What is the cost of hotel quarantine in the UK?

Quarantine hotels in England have a set rate, so there are no ‘budget’ or ‘luxury’ options. If your quarantine needs to last longer than 10 days, there’s an extra fee for each additional day you spend in the hotel. You can see the costs below.

No. of guestsRateAdditional day
One adult in one room for 10 days/11 nights£1,750£152
Each additional person older than 12£650£41
Each child aged 5 to 12£325£12
Each child under 5FreeFree

People who receive income-related benefits can apply for a deferred repayment plan when booking into the quarantine hotel. This splits the fee into 12 monthly installments, so it’s more manageable.

What services are available at the quarantine hotel?

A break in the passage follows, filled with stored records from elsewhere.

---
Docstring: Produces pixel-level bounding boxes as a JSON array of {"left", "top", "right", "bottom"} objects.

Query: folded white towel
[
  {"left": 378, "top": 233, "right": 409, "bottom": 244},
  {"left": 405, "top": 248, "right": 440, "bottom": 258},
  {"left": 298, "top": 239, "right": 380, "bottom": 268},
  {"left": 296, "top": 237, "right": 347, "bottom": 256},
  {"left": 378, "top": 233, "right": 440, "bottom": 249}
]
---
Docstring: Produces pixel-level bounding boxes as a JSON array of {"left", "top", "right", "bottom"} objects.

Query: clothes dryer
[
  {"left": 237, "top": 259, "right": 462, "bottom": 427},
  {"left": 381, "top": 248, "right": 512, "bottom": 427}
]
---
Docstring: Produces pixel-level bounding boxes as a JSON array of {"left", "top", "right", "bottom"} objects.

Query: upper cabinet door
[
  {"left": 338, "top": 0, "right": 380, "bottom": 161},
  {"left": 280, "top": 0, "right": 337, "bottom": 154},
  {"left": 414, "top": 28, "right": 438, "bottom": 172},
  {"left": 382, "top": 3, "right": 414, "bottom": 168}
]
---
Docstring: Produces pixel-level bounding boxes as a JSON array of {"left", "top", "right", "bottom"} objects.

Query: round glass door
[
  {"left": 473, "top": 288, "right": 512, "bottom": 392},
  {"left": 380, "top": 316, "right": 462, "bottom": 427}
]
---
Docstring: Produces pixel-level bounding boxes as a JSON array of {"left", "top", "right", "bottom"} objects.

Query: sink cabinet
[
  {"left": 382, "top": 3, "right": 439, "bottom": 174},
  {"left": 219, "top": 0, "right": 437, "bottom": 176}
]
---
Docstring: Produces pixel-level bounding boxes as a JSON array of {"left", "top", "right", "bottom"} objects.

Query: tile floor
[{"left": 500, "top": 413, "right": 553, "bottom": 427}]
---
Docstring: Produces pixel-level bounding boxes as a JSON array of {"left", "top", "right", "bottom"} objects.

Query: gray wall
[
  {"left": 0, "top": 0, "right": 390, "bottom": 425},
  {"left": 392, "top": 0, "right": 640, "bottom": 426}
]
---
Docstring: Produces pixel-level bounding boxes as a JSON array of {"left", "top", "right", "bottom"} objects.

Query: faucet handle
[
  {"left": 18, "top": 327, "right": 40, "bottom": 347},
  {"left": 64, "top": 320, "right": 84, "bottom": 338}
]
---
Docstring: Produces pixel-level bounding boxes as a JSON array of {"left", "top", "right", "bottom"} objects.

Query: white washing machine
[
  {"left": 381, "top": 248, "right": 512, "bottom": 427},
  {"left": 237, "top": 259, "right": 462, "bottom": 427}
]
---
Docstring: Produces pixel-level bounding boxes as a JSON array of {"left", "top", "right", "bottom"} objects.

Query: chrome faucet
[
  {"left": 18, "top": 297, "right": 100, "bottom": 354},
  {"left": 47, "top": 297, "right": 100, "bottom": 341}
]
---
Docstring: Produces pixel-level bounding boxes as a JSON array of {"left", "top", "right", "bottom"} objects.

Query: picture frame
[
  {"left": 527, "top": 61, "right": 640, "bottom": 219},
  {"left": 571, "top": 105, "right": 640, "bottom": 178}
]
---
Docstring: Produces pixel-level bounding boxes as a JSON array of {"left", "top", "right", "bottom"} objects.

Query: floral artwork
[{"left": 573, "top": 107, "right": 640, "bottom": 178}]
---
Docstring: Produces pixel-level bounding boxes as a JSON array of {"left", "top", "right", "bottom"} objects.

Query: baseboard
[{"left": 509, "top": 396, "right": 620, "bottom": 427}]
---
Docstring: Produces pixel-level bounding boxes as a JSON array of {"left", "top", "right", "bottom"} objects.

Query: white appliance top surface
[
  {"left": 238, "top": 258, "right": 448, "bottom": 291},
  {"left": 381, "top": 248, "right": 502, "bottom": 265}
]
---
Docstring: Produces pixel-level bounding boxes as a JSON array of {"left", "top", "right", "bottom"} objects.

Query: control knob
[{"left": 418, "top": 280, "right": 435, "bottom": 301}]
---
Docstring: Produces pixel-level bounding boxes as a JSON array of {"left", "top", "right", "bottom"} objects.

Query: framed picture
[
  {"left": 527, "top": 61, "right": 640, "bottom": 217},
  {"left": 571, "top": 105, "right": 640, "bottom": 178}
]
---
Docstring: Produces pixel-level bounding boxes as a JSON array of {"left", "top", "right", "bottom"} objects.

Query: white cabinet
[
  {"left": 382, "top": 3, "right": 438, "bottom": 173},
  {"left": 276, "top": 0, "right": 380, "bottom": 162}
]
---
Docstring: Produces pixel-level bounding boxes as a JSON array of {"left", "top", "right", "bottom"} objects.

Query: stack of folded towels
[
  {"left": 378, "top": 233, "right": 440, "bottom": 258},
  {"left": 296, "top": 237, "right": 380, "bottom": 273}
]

Services will differ from hotel to hotel. The government has chosen hotels for managed quarantine that can meet the vast majority of requirements, for example free Wi-Fi, food and laundry. They’ll also be able to accommodate any dietary requirements. Nothing is guaranteed, but the hotel staff will be able to give you more information about what is available when you arrive.

How is COVID testing carried out in a quarantine hotel?

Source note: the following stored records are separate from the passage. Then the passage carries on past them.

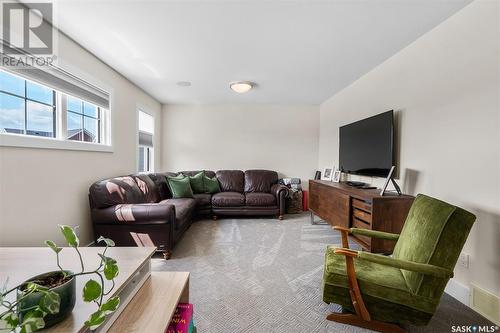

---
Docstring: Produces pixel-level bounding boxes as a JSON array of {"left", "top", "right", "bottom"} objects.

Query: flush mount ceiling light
[{"left": 229, "top": 81, "right": 255, "bottom": 94}]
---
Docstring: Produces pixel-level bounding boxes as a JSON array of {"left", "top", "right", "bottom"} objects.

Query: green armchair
[{"left": 323, "top": 194, "right": 476, "bottom": 332}]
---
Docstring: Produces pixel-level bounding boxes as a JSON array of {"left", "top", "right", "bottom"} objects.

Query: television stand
[
  {"left": 345, "top": 180, "right": 366, "bottom": 187},
  {"left": 309, "top": 180, "right": 414, "bottom": 253}
]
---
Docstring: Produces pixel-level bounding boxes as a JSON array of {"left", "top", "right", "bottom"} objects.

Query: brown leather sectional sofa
[{"left": 89, "top": 170, "right": 288, "bottom": 259}]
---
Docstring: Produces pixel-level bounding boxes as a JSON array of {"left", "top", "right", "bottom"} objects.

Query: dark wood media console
[{"left": 309, "top": 180, "right": 414, "bottom": 253}]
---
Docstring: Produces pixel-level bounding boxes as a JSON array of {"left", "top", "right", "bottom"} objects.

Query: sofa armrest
[
  {"left": 271, "top": 184, "right": 288, "bottom": 216},
  {"left": 91, "top": 203, "right": 175, "bottom": 225},
  {"left": 333, "top": 248, "right": 453, "bottom": 278},
  {"left": 349, "top": 228, "right": 399, "bottom": 241}
]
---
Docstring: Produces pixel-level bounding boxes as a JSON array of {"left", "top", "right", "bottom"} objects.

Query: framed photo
[
  {"left": 321, "top": 167, "right": 333, "bottom": 181},
  {"left": 332, "top": 169, "right": 342, "bottom": 183}
]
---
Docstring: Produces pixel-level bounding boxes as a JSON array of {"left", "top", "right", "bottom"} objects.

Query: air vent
[{"left": 470, "top": 284, "right": 500, "bottom": 325}]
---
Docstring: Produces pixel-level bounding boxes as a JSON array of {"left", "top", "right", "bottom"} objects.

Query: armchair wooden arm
[
  {"left": 326, "top": 246, "right": 404, "bottom": 333},
  {"left": 333, "top": 226, "right": 351, "bottom": 249}
]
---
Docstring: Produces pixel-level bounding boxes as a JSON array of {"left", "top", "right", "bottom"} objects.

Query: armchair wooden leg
[
  {"left": 326, "top": 227, "right": 405, "bottom": 333},
  {"left": 326, "top": 313, "right": 405, "bottom": 333}
]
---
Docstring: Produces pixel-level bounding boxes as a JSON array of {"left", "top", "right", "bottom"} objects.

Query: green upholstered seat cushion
[
  {"left": 393, "top": 194, "right": 474, "bottom": 293},
  {"left": 323, "top": 283, "right": 432, "bottom": 325},
  {"left": 323, "top": 247, "right": 439, "bottom": 314},
  {"left": 189, "top": 171, "right": 205, "bottom": 194},
  {"left": 203, "top": 175, "right": 220, "bottom": 194},
  {"left": 167, "top": 175, "right": 193, "bottom": 199}
]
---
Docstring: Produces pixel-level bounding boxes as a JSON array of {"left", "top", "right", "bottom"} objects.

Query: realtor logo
[{"left": 2, "top": 2, "right": 54, "bottom": 56}]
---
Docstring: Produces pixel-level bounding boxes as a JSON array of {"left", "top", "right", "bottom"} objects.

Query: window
[
  {"left": 0, "top": 70, "right": 109, "bottom": 144},
  {"left": 66, "top": 96, "right": 101, "bottom": 143},
  {"left": 0, "top": 71, "right": 56, "bottom": 138},
  {"left": 138, "top": 111, "right": 154, "bottom": 172}
]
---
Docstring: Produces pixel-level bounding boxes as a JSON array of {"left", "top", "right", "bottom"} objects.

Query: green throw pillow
[
  {"left": 203, "top": 175, "right": 220, "bottom": 194},
  {"left": 167, "top": 175, "right": 193, "bottom": 199},
  {"left": 189, "top": 171, "right": 205, "bottom": 193}
]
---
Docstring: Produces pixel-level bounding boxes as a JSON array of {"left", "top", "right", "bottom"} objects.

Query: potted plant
[{"left": 0, "top": 225, "right": 120, "bottom": 333}]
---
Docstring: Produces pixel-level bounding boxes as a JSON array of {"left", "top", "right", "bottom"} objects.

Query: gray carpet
[{"left": 153, "top": 214, "right": 491, "bottom": 333}]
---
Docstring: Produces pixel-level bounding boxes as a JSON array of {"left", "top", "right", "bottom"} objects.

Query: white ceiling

Every member of your party older than five will be tested for COVID on day two and day eight of your stay. Tests will take place in your room.

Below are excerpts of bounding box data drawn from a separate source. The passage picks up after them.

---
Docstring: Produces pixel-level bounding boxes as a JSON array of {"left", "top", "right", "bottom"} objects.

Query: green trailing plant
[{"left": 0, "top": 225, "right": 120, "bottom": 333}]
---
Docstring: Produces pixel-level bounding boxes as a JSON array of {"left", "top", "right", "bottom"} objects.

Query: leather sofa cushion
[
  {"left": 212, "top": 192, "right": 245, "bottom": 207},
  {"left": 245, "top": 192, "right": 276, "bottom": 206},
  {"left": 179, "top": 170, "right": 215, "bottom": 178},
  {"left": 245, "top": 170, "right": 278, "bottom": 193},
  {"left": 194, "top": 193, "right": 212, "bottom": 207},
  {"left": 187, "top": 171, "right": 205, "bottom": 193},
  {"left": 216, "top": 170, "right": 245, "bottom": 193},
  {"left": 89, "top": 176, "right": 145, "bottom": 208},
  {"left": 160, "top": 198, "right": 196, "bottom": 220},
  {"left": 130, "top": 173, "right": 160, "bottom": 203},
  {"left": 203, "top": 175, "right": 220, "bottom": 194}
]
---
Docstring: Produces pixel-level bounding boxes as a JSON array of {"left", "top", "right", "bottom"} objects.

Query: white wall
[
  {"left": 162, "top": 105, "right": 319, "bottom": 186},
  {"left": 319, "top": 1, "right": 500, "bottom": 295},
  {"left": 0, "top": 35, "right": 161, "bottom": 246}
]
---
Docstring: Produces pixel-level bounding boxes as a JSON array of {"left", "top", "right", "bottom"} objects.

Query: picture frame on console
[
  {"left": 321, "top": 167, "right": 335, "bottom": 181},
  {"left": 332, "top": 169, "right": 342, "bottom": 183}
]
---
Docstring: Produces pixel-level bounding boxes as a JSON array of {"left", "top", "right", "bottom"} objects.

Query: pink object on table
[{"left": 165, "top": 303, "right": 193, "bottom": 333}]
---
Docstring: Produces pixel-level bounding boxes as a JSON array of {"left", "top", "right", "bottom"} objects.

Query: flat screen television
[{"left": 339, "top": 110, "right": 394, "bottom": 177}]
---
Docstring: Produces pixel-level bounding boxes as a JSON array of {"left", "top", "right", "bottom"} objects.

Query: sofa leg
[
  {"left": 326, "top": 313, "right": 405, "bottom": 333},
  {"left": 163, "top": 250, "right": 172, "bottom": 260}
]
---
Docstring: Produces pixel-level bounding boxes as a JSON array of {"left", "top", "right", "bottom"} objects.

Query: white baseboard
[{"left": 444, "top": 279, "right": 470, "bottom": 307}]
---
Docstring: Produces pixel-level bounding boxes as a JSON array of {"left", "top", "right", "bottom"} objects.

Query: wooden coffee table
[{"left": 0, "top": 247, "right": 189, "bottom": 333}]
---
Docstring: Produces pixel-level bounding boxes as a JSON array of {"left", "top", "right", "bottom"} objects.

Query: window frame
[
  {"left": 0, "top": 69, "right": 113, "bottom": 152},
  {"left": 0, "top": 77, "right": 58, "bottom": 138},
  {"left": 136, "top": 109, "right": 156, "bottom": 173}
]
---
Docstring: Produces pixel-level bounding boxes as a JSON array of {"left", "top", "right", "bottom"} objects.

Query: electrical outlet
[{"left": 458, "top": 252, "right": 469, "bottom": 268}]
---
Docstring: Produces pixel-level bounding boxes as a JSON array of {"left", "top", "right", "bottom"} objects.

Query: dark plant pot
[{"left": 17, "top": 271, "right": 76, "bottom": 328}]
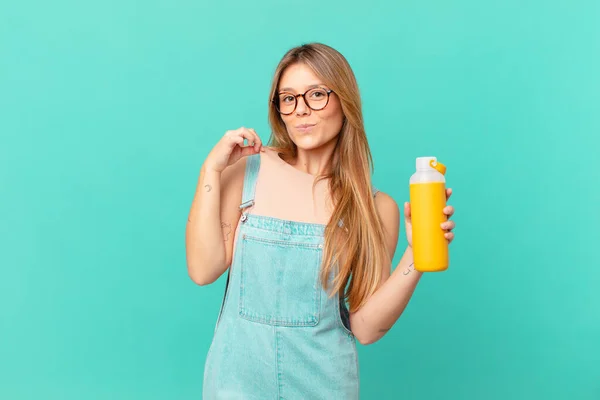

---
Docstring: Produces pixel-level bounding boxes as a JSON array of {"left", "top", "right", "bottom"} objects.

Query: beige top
[{"left": 249, "top": 148, "right": 333, "bottom": 225}]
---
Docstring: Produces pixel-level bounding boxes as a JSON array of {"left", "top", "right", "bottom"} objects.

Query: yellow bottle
[{"left": 410, "top": 157, "right": 449, "bottom": 272}]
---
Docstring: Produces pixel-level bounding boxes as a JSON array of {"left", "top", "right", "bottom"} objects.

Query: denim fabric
[{"left": 203, "top": 154, "right": 378, "bottom": 400}]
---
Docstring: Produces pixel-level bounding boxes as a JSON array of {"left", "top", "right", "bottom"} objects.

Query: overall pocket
[{"left": 239, "top": 235, "right": 323, "bottom": 326}]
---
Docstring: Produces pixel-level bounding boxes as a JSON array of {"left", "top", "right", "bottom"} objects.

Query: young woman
[{"left": 186, "top": 43, "right": 455, "bottom": 400}]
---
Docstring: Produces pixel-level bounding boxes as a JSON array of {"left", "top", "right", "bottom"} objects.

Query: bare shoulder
[{"left": 375, "top": 191, "right": 400, "bottom": 258}]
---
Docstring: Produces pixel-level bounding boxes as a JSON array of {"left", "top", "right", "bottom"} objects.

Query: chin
[{"left": 293, "top": 135, "right": 326, "bottom": 150}]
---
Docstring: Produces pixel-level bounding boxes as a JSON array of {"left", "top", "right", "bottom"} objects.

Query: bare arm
[
  {"left": 185, "top": 128, "right": 262, "bottom": 285},
  {"left": 350, "top": 192, "right": 422, "bottom": 344}
]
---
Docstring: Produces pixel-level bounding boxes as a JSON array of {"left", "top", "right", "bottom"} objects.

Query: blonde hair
[{"left": 268, "top": 43, "right": 391, "bottom": 312}]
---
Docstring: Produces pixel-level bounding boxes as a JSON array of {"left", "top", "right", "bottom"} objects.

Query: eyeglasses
[{"left": 271, "top": 88, "right": 333, "bottom": 115}]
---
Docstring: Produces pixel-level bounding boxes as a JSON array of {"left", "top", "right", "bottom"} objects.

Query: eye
[
  {"left": 310, "top": 89, "right": 327, "bottom": 99},
  {"left": 279, "top": 94, "right": 294, "bottom": 104}
]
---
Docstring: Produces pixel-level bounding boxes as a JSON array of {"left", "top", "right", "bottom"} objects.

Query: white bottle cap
[{"left": 417, "top": 157, "right": 437, "bottom": 171}]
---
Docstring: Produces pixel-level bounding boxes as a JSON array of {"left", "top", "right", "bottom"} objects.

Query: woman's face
[{"left": 276, "top": 64, "right": 344, "bottom": 150}]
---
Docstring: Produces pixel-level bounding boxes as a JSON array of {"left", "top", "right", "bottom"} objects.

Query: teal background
[{"left": 0, "top": 0, "right": 600, "bottom": 400}]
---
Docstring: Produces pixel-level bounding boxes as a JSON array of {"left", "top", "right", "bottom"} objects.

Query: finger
[
  {"left": 249, "top": 128, "right": 263, "bottom": 152},
  {"left": 237, "top": 128, "right": 261, "bottom": 152},
  {"left": 241, "top": 146, "right": 256, "bottom": 157},
  {"left": 444, "top": 206, "right": 454, "bottom": 217}
]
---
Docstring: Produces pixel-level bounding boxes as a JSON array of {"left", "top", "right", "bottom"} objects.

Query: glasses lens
[
  {"left": 304, "top": 88, "right": 328, "bottom": 110},
  {"left": 277, "top": 93, "right": 296, "bottom": 114}
]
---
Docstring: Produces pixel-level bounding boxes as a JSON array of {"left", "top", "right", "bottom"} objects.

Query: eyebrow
[{"left": 279, "top": 83, "right": 325, "bottom": 93}]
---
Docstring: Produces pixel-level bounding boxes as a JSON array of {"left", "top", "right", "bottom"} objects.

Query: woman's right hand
[{"left": 204, "top": 127, "right": 263, "bottom": 173}]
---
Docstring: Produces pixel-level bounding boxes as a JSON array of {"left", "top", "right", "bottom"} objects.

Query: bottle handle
[{"left": 429, "top": 159, "right": 446, "bottom": 175}]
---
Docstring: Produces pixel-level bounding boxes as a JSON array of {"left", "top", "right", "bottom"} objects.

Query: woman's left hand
[{"left": 404, "top": 188, "right": 456, "bottom": 247}]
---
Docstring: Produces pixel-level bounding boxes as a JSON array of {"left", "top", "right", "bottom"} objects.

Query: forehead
[{"left": 279, "top": 64, "right": 323, "bottom": 92}]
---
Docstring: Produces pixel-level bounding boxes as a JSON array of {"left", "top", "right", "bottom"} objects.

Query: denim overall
[{"left": 203, "top": 154, "right": 378, "bottom": 400}]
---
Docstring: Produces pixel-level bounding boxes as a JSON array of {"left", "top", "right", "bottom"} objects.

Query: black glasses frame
[{"left": 271, "top": 87, "right": 333, "bottom": 115}]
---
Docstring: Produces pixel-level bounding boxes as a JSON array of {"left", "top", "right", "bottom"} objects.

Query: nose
[{"left": 296, "top": 96, "right": 310, "bottom": 115}]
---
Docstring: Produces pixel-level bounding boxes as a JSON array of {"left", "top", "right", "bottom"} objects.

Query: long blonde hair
[{"left": 268, "top": 43, "right": 391, "bottom": 312}]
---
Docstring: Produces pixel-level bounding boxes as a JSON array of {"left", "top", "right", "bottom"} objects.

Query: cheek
[{"left": 320, "top": 104, "right": 344, "bottom": 133}]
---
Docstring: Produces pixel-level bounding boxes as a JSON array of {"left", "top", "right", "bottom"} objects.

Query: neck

You won’t be able to leave early under the test and release programme, but if you test negative on both day two and day eight you’ll be allowed to leave after your full 10 days of quarantine. If you test positive at any point, you’ll need to quarantine for 10 days from the day after your positive test at your own expense: so until day 13 if you test positive on day two, and until day 19 if you test positive on day eight.

Day two test

The first test is designed to identify any new variants of COVID-19 as early as possible, because you may still develop COVID-19. Tests will be taken in your room in your quarantine hotel. If you test positive, you and anyone you’re travelling with will need to quarantine until day thirteen. You won’t need to take the test on day eight.

Day eight test

If you test negative on day two, you’ll need another test on or after day eight. Testing positive now means you’ll need to stay at the hotel until day 19. However, If you test negative again you’ll be allowed to leave on day 10, as long as you don’t experience any further symptoms.

Additional tests

If you develop COVID-19 symptoms on days nine or 10, after testing negative on day eight, you’ll need to take another test. If this comes back positive, you’ll need to spend another 10 days at the hotel. The day you take the test counts as day zero, so you’ll need to stay until day 20 or day 21, depending on which day you test positive.


This page was last updated on 16 July 2021. To our knowledge, the information was correct at the time of publication. For further, up-to-date information, please check the government’s official advice.